Total bestritt am Freitag die Produktion von Düsentreibstoff für die russische Armee und sagte, die mit seinem Gaskondensat hergestellten Produkte würden „ausschließlich aus Russland exportiert“. Dass der Verkauf der Terneftegaz-Beteiligung in dieser Woche bekannt gegeben wurde, sei ein Zufall gewesen, da die Verhandlungen bereits im Gange seien.

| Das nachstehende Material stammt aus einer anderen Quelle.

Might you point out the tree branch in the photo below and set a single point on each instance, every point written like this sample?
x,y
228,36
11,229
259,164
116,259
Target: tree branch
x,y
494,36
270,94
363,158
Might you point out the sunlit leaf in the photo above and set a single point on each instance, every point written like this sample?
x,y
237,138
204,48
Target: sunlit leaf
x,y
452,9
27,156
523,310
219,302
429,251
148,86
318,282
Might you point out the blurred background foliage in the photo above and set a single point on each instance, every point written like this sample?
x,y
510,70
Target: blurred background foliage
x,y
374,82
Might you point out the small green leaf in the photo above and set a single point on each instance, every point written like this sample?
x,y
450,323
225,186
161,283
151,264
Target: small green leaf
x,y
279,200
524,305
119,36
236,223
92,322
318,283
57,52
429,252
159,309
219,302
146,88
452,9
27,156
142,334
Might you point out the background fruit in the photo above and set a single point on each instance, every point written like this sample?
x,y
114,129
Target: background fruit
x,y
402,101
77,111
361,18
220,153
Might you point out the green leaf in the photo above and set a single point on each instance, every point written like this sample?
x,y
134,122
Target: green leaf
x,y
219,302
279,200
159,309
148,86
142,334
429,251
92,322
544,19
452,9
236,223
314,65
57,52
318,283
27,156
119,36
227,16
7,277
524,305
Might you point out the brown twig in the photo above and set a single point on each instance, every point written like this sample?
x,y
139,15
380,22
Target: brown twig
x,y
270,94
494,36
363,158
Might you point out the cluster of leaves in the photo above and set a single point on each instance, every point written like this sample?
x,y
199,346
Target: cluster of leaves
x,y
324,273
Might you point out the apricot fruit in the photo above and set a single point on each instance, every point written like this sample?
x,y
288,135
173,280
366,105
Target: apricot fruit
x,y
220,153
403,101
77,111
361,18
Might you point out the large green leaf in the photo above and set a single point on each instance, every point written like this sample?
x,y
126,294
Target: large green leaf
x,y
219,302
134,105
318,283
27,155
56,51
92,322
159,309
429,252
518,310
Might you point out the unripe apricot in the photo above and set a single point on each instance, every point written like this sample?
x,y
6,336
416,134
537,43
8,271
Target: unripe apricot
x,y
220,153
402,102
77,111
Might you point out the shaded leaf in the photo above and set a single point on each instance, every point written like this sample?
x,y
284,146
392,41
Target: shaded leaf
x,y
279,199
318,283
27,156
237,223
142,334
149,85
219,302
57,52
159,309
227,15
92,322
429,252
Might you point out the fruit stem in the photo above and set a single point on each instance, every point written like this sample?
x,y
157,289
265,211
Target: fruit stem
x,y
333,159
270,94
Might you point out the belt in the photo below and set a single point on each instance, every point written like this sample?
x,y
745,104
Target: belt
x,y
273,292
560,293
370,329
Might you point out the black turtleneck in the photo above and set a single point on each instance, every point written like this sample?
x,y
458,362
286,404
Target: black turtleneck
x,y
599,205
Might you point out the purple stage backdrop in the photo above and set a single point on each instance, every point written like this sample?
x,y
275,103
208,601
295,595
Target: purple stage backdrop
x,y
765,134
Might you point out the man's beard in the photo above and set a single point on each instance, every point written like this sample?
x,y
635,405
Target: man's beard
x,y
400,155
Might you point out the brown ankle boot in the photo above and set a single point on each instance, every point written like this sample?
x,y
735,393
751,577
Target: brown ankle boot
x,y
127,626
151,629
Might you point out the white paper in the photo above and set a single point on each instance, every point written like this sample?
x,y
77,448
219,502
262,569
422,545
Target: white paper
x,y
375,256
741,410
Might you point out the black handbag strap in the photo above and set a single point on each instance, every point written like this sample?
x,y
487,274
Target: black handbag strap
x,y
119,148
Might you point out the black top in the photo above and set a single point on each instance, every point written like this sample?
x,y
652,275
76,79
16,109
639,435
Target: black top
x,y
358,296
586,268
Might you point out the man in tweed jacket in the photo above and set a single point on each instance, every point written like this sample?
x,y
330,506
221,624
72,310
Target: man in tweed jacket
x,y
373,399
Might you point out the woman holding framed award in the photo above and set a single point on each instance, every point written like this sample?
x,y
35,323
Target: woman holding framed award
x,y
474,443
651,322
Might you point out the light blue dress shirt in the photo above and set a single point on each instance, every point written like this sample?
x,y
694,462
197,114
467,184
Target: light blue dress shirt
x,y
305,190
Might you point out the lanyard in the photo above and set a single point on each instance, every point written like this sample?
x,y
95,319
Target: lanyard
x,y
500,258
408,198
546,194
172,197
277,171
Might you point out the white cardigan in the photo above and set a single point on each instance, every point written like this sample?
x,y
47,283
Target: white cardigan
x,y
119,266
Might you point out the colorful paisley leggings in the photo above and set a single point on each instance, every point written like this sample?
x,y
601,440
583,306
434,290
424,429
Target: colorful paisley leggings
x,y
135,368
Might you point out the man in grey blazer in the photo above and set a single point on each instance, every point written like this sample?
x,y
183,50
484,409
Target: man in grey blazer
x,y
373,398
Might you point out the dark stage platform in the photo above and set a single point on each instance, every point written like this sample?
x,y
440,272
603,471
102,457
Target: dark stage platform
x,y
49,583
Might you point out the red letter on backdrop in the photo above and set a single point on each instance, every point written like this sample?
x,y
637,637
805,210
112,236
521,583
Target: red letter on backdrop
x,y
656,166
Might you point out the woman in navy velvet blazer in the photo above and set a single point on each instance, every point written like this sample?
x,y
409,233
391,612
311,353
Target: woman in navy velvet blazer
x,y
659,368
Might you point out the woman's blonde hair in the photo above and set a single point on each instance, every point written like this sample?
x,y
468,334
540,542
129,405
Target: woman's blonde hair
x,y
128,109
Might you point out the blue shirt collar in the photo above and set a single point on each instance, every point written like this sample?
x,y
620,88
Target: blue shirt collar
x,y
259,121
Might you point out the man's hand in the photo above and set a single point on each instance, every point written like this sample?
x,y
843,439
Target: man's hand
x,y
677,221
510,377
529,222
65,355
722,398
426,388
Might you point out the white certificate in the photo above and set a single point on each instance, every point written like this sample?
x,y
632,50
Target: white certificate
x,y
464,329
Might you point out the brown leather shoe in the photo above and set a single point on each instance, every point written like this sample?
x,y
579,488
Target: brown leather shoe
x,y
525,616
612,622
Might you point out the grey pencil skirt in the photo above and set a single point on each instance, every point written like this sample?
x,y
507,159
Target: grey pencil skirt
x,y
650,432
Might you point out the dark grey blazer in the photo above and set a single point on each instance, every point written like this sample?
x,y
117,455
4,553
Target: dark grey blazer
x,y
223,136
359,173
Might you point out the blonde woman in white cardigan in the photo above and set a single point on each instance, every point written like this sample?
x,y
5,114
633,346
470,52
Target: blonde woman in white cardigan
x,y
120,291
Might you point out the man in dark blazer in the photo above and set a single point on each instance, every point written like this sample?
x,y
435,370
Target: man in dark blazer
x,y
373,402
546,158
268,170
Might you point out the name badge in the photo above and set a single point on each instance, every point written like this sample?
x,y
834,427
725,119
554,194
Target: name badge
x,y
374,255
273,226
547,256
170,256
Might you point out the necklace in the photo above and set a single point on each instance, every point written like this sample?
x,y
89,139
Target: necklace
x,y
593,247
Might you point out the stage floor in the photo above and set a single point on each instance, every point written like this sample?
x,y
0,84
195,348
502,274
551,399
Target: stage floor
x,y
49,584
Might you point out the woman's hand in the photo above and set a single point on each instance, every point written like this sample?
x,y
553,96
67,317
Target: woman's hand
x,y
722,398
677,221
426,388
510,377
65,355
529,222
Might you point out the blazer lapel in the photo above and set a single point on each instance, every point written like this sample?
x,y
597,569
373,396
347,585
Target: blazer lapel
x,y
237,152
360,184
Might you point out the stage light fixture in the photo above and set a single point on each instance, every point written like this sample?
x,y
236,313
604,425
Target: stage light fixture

In seiner Heimat Frankreich gehört Total zu den großen Unternehmen, die unter starkem Druck von Umweltschützern und linken Politikern stehen, die wollen, dass die Regierung angesichts der hohen Gewinne, die einige während des Krieges und der Energiekrise erzielt haben, Windfall-Steuern einführt.
Als die Vorwürfe von Global Witness auftauchten, forderte Clément Beaune, Verkehrsminister und Verbündeter von Präsident Emmanuel Macron, dass aufgeklärt werde, ob „freiwillig oder unfreiwillig gegen Sanktionen verstoßen oder Energielieferungen von einem französischen Unternehmen umgeleitet wurden“.
Ölkonzerne haben Mühe, willige Käufer für ihre Anteile an russischen Projekten zu finden.
Putin unterzeichnete diesen Monat ein Dekret, das es Investoren aus als „unfreundlich“ bezeichneten Ländern verbietet, Anteile an wichtigen Energieprojekten und Banken bis Ende des Jahres ohne seine persönliche Zustimmung zu verkaufen.